Presenter/Authors
Giovanni Mazzocco, Oleksandr Myronov, Piotr Skoczylas, Jan Kaczmarczyk, Iga Niemiec, Katarzyna Gruba, Anna Sanecka-Duin, Piotr Stepniak
Abstract
Introduction: The purpose of this study is to present a novel method for neoepitope prediction, along with extensive benchmarks to existing solutions and identification of the most predictive constituent biological features. The accurate prediction of neoepitope immunogenicity represents an invaluable tool for the design of personalized cancer vaccines with effective treatment outcomes. The effectiveness of the host’s adaptive immune response against cancer relies on the correct HLA-mediated neoepitope presentation and the recognition by specific CD8+ clones. Cancer immunotherapies act by boosting the activity of these effector T-cells.
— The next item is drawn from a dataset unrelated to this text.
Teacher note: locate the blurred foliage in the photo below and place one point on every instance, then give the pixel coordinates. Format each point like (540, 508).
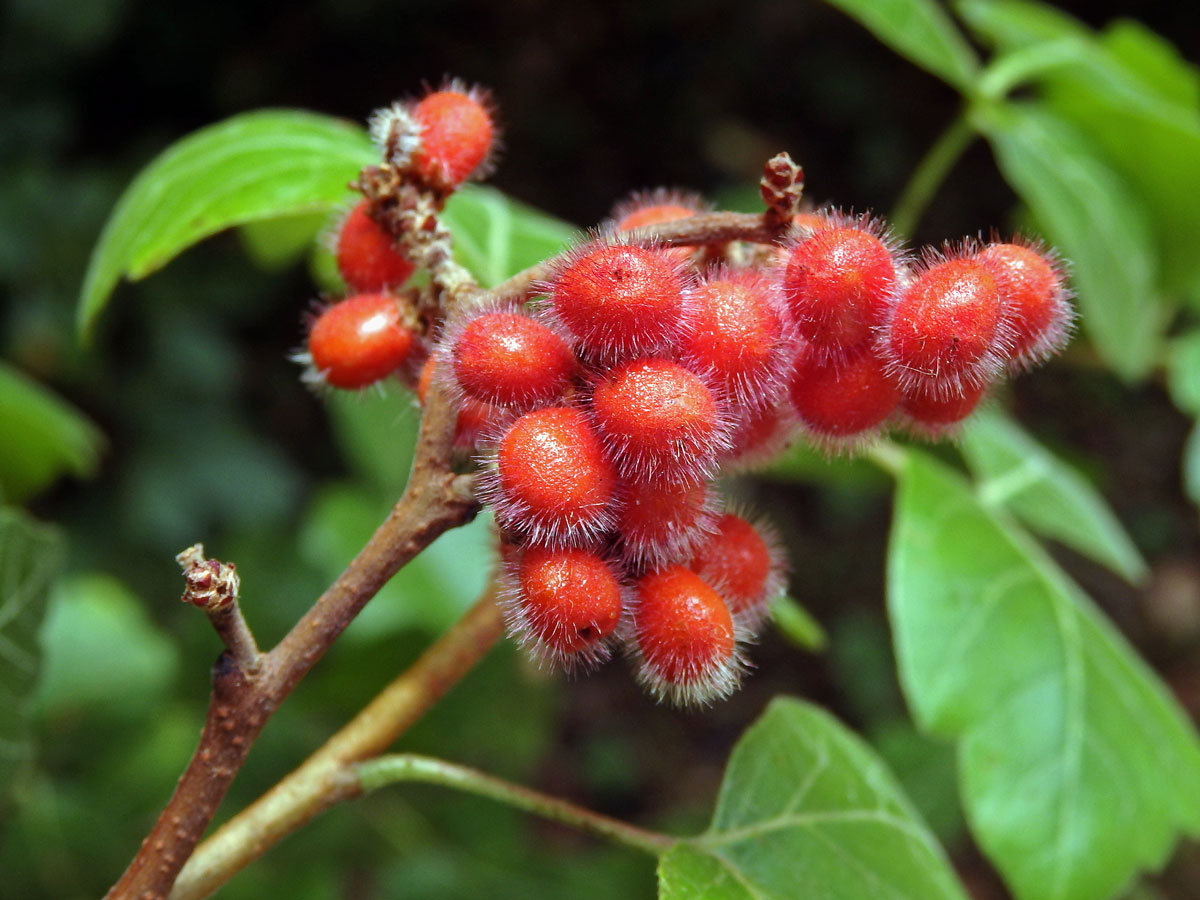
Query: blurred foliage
(209, 436)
Methods: The proposed AI-driven bioinformatics solution allows to perform an accurate prediction of HLA I-restricted neoepitope immunogenicity by including several analytical modules simulating biological processes leading to the activation of CD8+ T-cells. These modules can be flexibly composed on the basis of the data available and include: (i) selection of potential neoepitope based on cancer NGS data, (ii) expression of neoepitope-associated genes, (iii) similarity to self, (iv) prediction of neoepitope-HLA binding affinity and stability, (v) effect of post-translational modification on neoepitope presentation and TCR recognition, (vi) prediction of neoepitope:TCR recognition probability based on neoepitope-HLA:TCR structural-derived features and TCR CDR3 sequence similarities. The model was trained on a curated dataset joining records of multiple studies containing neoepitopes experimentally validated for their ability to elicit adaptive immune response.
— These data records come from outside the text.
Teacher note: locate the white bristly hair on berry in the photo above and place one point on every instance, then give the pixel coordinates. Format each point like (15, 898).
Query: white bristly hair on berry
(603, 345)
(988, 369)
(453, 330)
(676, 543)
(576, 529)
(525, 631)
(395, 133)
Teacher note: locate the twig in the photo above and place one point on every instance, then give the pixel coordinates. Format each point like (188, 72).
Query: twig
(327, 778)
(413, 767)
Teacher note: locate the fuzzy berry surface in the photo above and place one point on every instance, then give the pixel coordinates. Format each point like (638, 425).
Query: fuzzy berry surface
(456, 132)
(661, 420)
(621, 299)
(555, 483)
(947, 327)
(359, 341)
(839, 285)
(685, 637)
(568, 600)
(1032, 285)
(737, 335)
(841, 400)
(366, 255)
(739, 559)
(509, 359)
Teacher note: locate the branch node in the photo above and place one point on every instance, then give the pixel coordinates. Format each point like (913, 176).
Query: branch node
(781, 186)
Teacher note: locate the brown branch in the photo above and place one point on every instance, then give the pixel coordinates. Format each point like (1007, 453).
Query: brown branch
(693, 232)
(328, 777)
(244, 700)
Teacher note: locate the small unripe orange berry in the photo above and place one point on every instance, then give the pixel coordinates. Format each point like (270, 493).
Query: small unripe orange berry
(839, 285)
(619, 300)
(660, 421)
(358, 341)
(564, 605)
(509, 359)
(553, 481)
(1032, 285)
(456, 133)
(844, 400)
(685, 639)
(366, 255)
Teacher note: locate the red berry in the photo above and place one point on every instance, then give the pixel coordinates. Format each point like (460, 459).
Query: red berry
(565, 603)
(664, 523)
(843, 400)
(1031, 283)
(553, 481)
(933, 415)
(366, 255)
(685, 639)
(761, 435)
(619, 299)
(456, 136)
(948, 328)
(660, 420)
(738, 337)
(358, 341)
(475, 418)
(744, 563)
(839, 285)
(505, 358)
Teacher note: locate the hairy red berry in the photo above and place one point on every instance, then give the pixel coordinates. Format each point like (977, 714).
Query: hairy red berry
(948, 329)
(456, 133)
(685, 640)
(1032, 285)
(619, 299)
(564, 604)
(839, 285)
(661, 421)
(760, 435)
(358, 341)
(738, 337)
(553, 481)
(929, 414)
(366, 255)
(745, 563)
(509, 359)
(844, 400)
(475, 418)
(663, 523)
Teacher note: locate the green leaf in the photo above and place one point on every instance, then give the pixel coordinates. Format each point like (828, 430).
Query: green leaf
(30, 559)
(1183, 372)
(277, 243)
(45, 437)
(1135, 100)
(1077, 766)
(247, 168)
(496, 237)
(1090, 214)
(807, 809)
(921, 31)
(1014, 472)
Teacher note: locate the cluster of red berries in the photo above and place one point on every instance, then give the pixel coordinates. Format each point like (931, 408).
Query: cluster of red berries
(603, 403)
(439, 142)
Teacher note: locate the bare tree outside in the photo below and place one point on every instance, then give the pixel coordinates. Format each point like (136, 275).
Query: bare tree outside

Results: We present the results of a benchmarking study where we compare the performance of widely used methods for the assessment of neoepitope immunogenicity along with our solution. We investigate the predictive power of each analytical module to determine the individual information gain and determine the most informative ones. All the methods included in the benchmarking study were tested using the dataset provided by Chowell et al. 2015. As the metric for performance evaluation we use ROC AUC and the overall percentage of correctly detected immunogenic neoepitopes (precision).
Conclusion: The results present the utility of the compared methods for personalized cancer vaccine design and the importance of modules related to biological processes underlying the neoepitope presentation and immunogenicity.